As the election enters the final week, Money Marketing interviews the social security spokespeople of the three main parties on their pension and savings policies.
Conservative social security spokeswoman Jacqui Lait says Tory plans for scrapping savings taxes for all but higher earners will dramatically boost savings while promising to allow young people to opt out of the state pension.
Liberal Democrat spokes-man Steve Webb says the LibDems will ensure a good income in old age for everyone by making private pensions compulsory while voicing grave misgiving about polarisation reforms.

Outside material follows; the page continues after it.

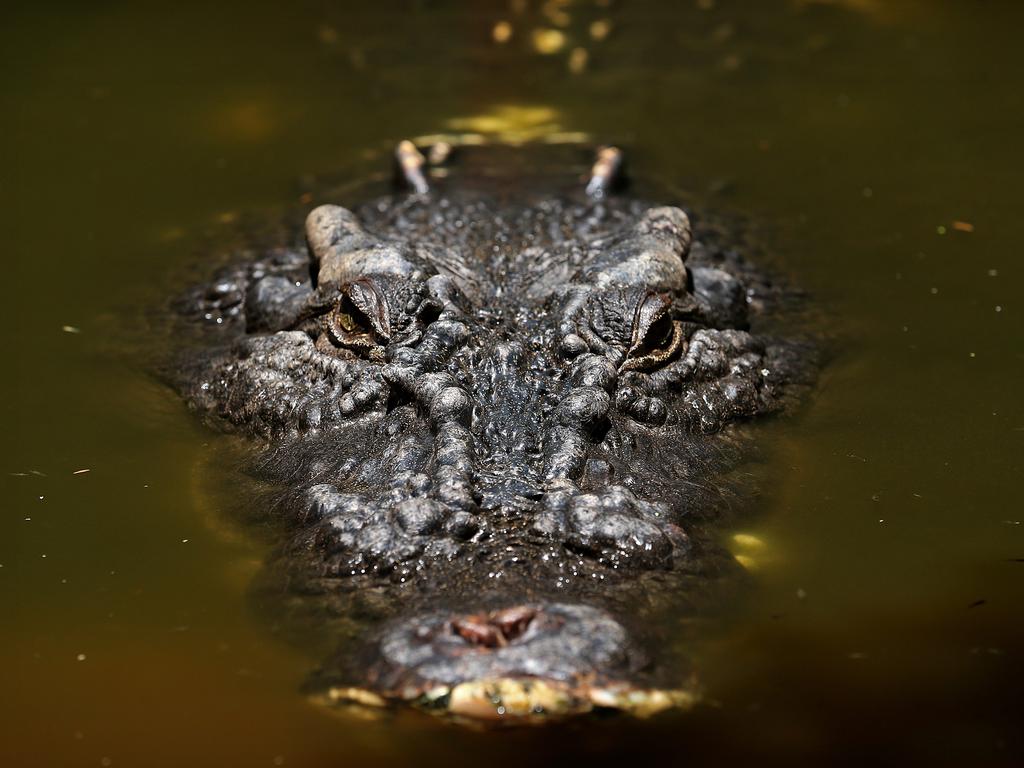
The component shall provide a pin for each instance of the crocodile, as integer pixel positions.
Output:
(498, 418)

Darling says he expects IFAs to see more young clients as they seek advice over where to invest the money from their Child Trust Funds, outlined in the manifesto, dubbed baby bonds by commentators.
He says: “Our proposals are aimed not only at spreading financial wealth more widely but also at increasing financial awareness. As with any financial decision, people should have the advice that is appropriate to them. That may well be from an IFA, who may find that the average age of their customers goes down, as every 18 year old has a trust fund to invest.”
Aifa director of policy and technical services Fay Godd-ard says: “It is encouraging that Darling is recognising the importance of IFAs. If investment advice is needed, the IFAs are the best placed, and it could possibly be done on a fixed fee basis.”